As part of the arrangement, Ann Arbor-based UM Health will spend $800 million over the next eight years on Sparrow’s hospital campus, funding facility projects, operations and other “strategic investments.”
Those include renovations to the neonatal intensive care unit at EW Sparrow Hospital in Lansing and upgrades to cardiology, oncology, orthopedics and neuroscience services, Joseph Ruth, executive vice president and COO of Sparrow Health System, said in a statement.
“This spur of investment in Sparrow Services will provide job growth and career development opportunities that would not otherwise be available to our caregivers,” Ruth said.
UM Health’s expanding footprint
The agreement includes Sparrow’s Physicians Health Plan, an insurance plan that provides coverage to more than 70,000 members and 300 employers across the state, as well as the Medicare Advantage plan.
It was unclear Thursday whether Sparrow will keep its name or change its name as part of the deal.
“In the coming year, we expect to introduce a strategic update to the Sparrow brand to properly reflect the relationship between our organizations,” said UM Health spokeswoman Mary Mason.
With the addition of Sparrow, UM Health will become a $7 billion institution with more than 200 care sites across the state, including its flagship university hospital, CS Mott Children’s Hospital, Von Voigtlander Women’s Hospital, Frankel Cardiovascular Center, Kellogg Eye Center, UM. Health West and Rogel Cancer Center.

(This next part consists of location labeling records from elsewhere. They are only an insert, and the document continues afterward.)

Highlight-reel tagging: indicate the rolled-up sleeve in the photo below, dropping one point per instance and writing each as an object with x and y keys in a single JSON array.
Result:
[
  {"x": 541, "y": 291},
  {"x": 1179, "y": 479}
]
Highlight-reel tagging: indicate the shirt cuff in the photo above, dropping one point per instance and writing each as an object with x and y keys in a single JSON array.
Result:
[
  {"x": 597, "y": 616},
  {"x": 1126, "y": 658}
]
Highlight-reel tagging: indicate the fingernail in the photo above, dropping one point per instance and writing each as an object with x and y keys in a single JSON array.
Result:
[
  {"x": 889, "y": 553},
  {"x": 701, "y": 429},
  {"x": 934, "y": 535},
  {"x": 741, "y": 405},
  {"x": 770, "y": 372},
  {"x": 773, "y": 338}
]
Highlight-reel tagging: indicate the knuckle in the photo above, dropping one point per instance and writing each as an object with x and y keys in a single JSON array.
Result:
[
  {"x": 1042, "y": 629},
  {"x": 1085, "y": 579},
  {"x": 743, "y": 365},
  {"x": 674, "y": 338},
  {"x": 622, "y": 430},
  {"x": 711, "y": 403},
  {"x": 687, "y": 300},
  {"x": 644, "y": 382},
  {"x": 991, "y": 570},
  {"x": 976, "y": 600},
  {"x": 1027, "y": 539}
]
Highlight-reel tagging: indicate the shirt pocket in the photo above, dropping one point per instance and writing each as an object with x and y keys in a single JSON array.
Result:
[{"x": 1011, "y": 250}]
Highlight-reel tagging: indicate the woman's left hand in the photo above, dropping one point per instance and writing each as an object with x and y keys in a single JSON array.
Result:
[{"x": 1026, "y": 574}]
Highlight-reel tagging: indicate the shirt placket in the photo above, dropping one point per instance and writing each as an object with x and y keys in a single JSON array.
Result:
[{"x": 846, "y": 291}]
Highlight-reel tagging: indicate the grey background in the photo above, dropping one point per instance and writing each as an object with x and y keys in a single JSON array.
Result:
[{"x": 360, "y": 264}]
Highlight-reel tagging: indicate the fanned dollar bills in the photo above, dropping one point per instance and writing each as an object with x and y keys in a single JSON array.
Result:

“For University of Michigan Health, this is an important step toward our long-term vision of a statewide system of highly integrated care; A vision that Sparrow also embraces and is excited to build towards,” Dr. Marshall S. said Runge, CEO of Michigan Medicine, dean of the UM Medical School and executive vice president for medical affairs at the University of Michigan.
“Upon closing, UM Health will create a clinical care network that builds on the strengths of the world-class UM academic medical center and highly successful community-based health system. Together, the two organizations will focus on bringing increased health care innovation to mid-Michigan and beyond.”
This is the latest in a series of recent acquisitions and mergers among Michigan hospitals over the past year.
In January, the former Beaumont Health and Spectrum Health Systems combined in a megamerger to form the new Corwell Health, the state’s largest health system with 22 hospitals and more than 60,000 employees.
And the former North Ottawa Community Health System, based in Grand Haven, was acquired by Trinity Health in October. It becomes Livonia-based Trinity’s ninth Michigan hospital.